Two characters commonly used when dealing with multi-line text (such as emails) are:

  • \n : Represents the newline character (line feed).
  • \r : Represents the carriage return character.

Email headers often contain \r\n pairs to mark the end of lines. Depending on the email format, you might see these in the raw headers. In your regular expressions, you can match them explicitly by including \r, \n, or a combination like (\r\n|^) to anchor your pattern at the beginning of a line or match line breaks.
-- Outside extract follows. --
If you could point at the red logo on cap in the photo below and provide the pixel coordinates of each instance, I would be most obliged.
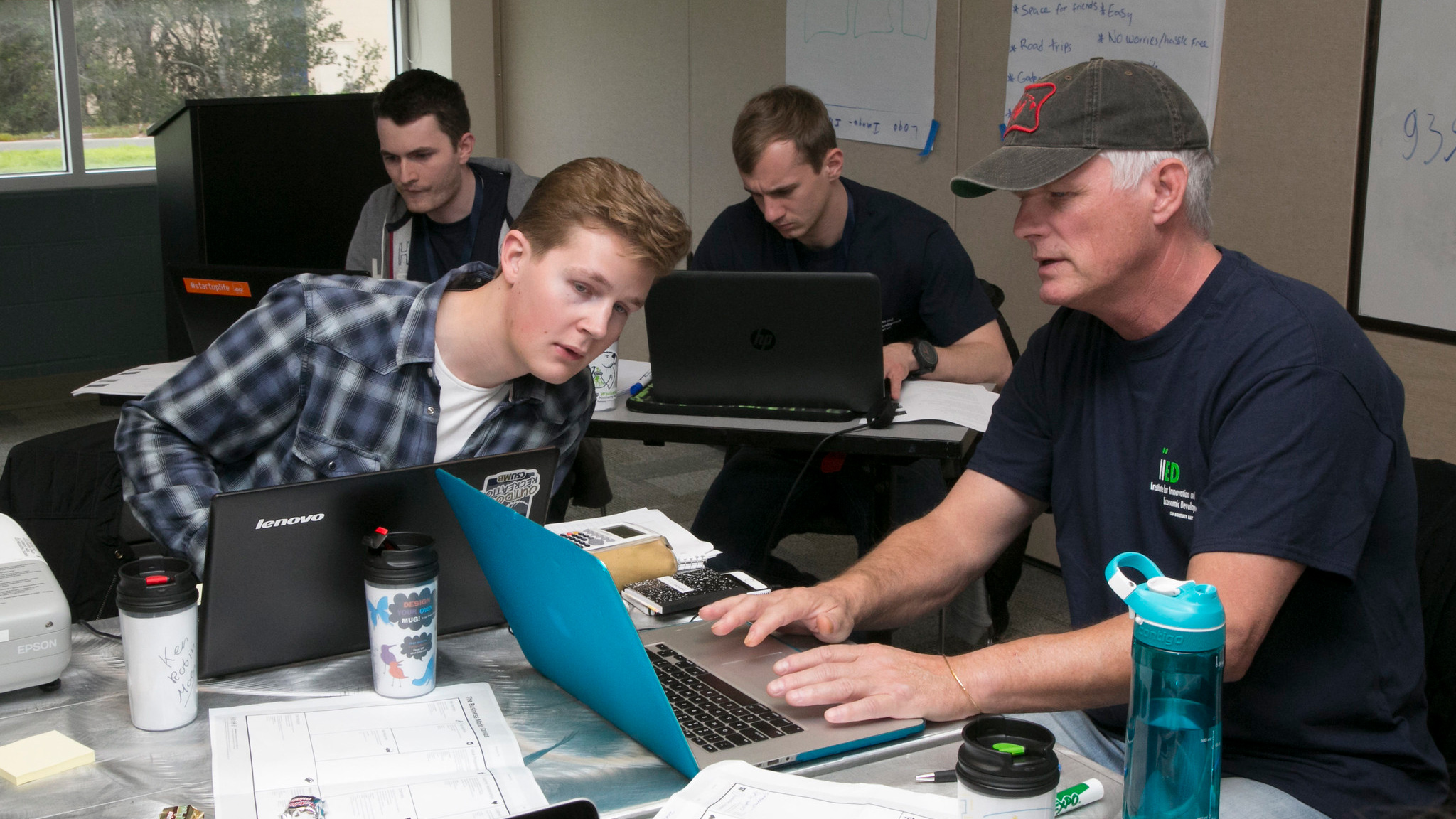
(1029, 101)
Here's a quick reference of commonly used regex special characters and expressions:

Character / ExpressionDescription
.Matches any character except newline
^Start of string/line
$End of string/line
*0 or more occurrences
+1 or more occurrences
?0 or 1 occurrence
\wWord character [A-Za-z0-9_]
\dDigit [0-9]
\sWhitespace (space, tab, newline)
[abc]Character class - matches a, b, or c
[^abc]Negated class - matches anything except a, b, or c
(...)Capturing group
(?:...)Non-capturing group
a{3}Exactly 3 occurrences of a
a{3,}3 or more occurrences of a
a{3,6}Between 3 and 6 occurrences of a
a|bAlternation - matches a or b

For an interactive regex tester and comprehensive reference, visit regex101.com.

Decomposed Regex

For extracting specific fields from an email, a decomposed regex breaks a single regular expression into smaller, sequential parts. Instead of having one large and complex regex, ZK Email uses an array of parts definitions, each describing a consecutive part of the regex and visibility.
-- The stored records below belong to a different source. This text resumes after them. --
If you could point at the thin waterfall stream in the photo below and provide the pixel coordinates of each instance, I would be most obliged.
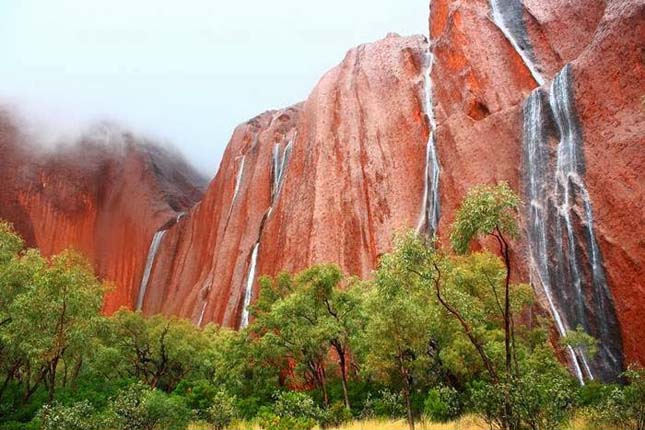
(429, 218)
(152, 253)
(565, 258)
(508, 16)
(280, 161)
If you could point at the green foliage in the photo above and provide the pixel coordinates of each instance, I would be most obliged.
(621, 407)
(581, 341)
(78, 416)
(442, 404)
(160, 351)
(223, 410)
(291, 411)
(49, 312)
(300, 319)
(336, 415)
(486, 210)
(386, 404)
(139, 407)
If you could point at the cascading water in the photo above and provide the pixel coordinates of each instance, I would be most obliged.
(238, 179)
(152, 252)
(248, 292)
(280, 161)
(429, 218)
(567, 266)
(536, 156)
(508, 15)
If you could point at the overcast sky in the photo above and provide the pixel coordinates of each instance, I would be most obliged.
(184, 71)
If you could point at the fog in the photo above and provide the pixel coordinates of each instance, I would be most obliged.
(181, 72)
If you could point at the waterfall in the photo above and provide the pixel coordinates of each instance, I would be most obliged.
(238, 179)
(536, 156)
(508, 15)
(567, 266)
(280, 160)
(248, 292)
(152, 252)
(429, 218)
(201, 314)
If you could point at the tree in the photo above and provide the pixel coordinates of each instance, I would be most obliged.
(223, 411)
(160, 351)
(139, 407)
(300, 318)
(48, 312)
(399, 330)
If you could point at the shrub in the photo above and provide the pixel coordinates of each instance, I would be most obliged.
(79, 416)
(140, 408)
(290, 411)
(387, 405)
(223, 410)
(621, 407)
(442, 404)
(336, 415)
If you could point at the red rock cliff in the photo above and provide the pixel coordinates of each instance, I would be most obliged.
(355, 174)
(104, 195)
(545, 95)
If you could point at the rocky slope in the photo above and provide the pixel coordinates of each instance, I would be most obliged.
(362, 147)
(105, 195)
(542, 94)
(553, 145)
(352, 177)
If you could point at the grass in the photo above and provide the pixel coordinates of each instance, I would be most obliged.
(462, 424)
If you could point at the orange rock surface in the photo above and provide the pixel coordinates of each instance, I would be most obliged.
(104, 195)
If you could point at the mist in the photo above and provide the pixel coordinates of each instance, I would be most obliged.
(184, 73)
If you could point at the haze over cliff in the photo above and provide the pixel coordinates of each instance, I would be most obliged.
(544, 95)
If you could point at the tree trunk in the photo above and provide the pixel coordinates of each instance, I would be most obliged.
(343, 372)
(408, 406)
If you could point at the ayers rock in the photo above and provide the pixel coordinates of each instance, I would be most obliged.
(105, 194)
(546, 95)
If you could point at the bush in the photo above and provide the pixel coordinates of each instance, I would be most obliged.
(141, 408)
(386, 405)
(442, 404)
(223, 410)
(537, 400)
(621, 407)
(290, 411)
(79, 416)
(336, 415)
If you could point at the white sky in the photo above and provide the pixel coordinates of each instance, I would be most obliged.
(184, 71)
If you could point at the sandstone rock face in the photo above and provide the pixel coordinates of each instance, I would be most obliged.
(353, 178)
(105, 196)
(543, 94)
(488, 57)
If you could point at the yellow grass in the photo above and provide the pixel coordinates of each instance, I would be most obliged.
(463, 424)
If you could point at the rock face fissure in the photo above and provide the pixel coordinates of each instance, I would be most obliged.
(280, 161)
(152, 252)
(238, 180)
(248, 292)
(564, 254)
(508, 15)
(429, 218)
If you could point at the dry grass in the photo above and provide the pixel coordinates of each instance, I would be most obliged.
(463, 424)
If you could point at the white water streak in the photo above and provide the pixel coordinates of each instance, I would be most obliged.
(429, 218)
(152, 252)
(503, 19)
(535, 148)
(248, 292)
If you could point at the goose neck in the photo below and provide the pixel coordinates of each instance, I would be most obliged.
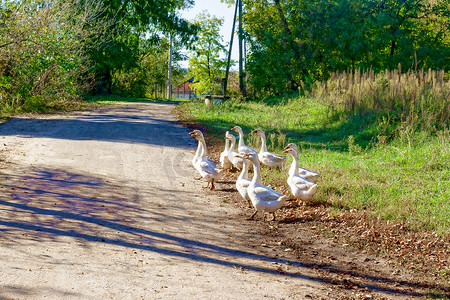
(227, 145)
(244, 172)
(257, 178)
(199, 149)
(295, 165)
(263, 143)
(241, 138)
(203, 143)
(233, 142)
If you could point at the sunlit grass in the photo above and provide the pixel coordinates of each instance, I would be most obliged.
(392, 179)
Each part in the decomposed regex includes:

  • isPublic: a boolean indicating if this part of the match should be public or private in the final proof.
  • regexDef: the portion of the regex pattern.

When these parts are combined in order, they form a complete pattern for matching. You can also find an example of a parts array from our ZK Email Registry.

info

If multiple matches are found in the email, only the first match will be used. Make sure your regex pattern is specific enough to uniquely identify the desired content.

Decomposed Regex Examples

Below are some common email fields you might want to extract. If you want to create your own email proof, please refer to our guide to create a new blueprint.

Email Sender

Below is a decomposed regex that extracts the email sender, capturing the sender email address as public.

[
{
"isPublic": false,
"regexDef": "(\r\n|^)from:"
},
{
"isPublic": false,
"regexDef": "([^\r\n]+<)?"
},
{
"isPublic": true,
"regexDef": "[A-Za-z0-9!#$%&'\*\+\-/=\?\^_`{\|}~\.]+@[A-Za-z0-9\.-]+"
},
{
"isPublic": false,
"regexDef": ">?\r\n"
}
]

Email Recipient

Similar approach for the email recipient:

[
{
"isPublic": false,
"regexDef": "(\r\n|^)to:"
},
{
"isPublic": false,
"regexDef": "([^\r\n]+<)?"
},
{
"is_public": true,
"regex_def": "[a-zA-Z0-9!#$%&'\*\+\-/=\?\^_`{\|}~\.]+@[a-zA-Z0-9_\.-]+"
},
{
"isPublic": false,
"regexDef": ">?\r\n"
}
]

Email Subject

Capturing the subject line:

[
{
"isPublic": false,
"regexDef": "(\r\n|^)subject:"
},
{
"isPublic": true,
"regexDef": "[^\r\n]+"
},
{
"isPublic": false,
"regexDef": "\r\n"
}
]

Timestamp (from DKIM-Signature)

Capturing a timestamp from a DKIM-Signature header (denoted by t=):

[
{
"isPublic": false,
"regexDef": "(\r\n|^)dkim-signature:"
},
{
"isPublic": false,
"regexDef": "([a-z]+=[^;]+; )+t="
},
{
"isPublic": true,
"regexDef": "[0-9]+"
},
{
"isPublic": false,
"regexDef": ";"
}
]